Emory B. Lease (1928). ‘Both Sister and Wife’. The Classical Weekly 22:12, p. 89.
† Herodotus 3.31, but note that in this account, “before this, it had by no means been customary for Persians to marry their sisters”.
Diodorus of Sicily gave a euhemerizing account of Aiolos and his sons:
He [Aeolus] was, they say, pious and just and kindly as well in his treatment of strangers; furthermore, he introduced sea-farers to the use of sails and had learned, by long observation of what the fire† foretold, to predict with accuracy the local winds, this being the reason why the myth has referred to him as the “keeper of the winds”; and it was because of his very great piety that he was called a friend of the Gods.
To Aeolus, we are told, sons were born to the number of six, Astyochus, Xuthus, and Androcles, and Pheraemon, Jocastus, and Agathymus, and they every one received great approbation both because of the fame of their father and because of their own high achievements.
Diodorus of Sicily (1st century CE).
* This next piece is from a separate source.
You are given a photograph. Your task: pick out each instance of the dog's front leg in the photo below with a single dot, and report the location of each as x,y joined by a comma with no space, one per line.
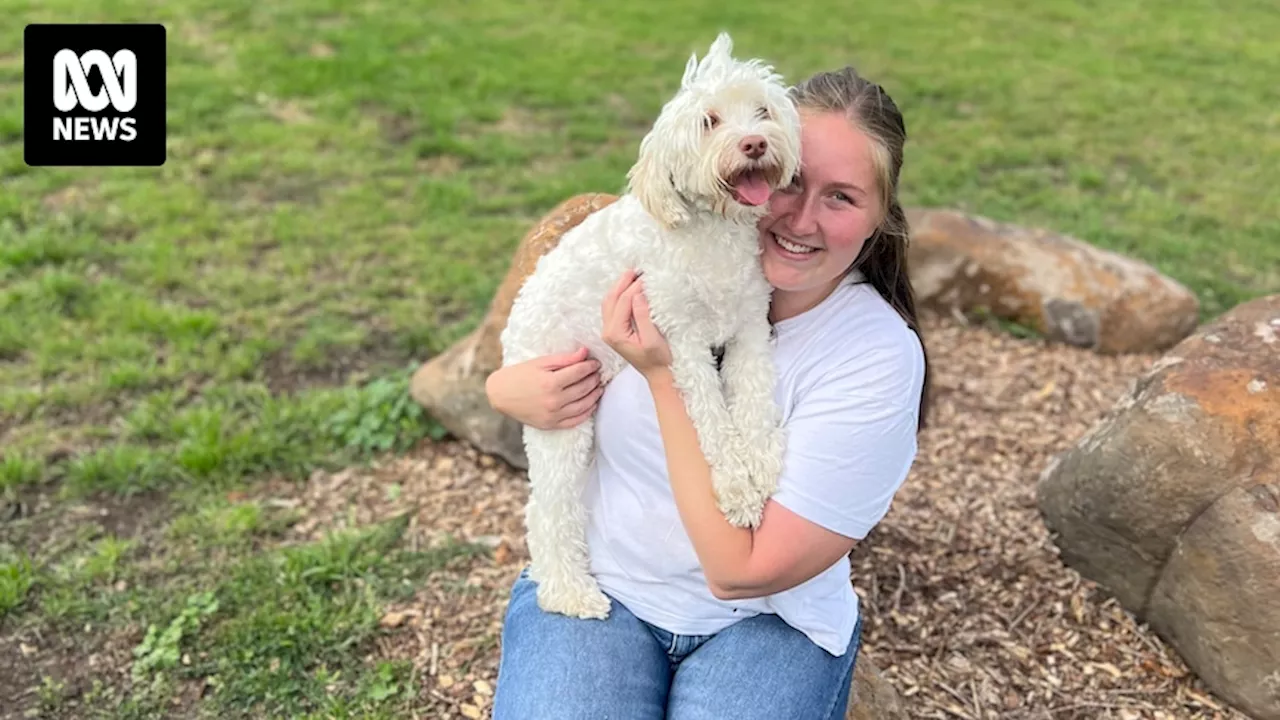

Bibliotheca historica 5.7–8. Translated by C. H. Oldfather (1835; reprinted 1952). Diodorus of Sicily, volume 3, pp. 117–119. London: William Heinemann.
† The volcano Stromboli.
The names that Diodorus gave for Aiolos’ sons are the eponyms of locations in Sicily and southern Italy, for example, Agathyrnus was the legendary founder of the city of Agathyrnum on the north coast of Sicily.
The names given by various writers for Aiolos’ daughters are Polymela (Parthenius, Erotica Pathemata 2), Alcyon (Ovid, Metamorphoses 11.410ff), and Arne (Diodorus, Bibliotheca historica 4.67.3).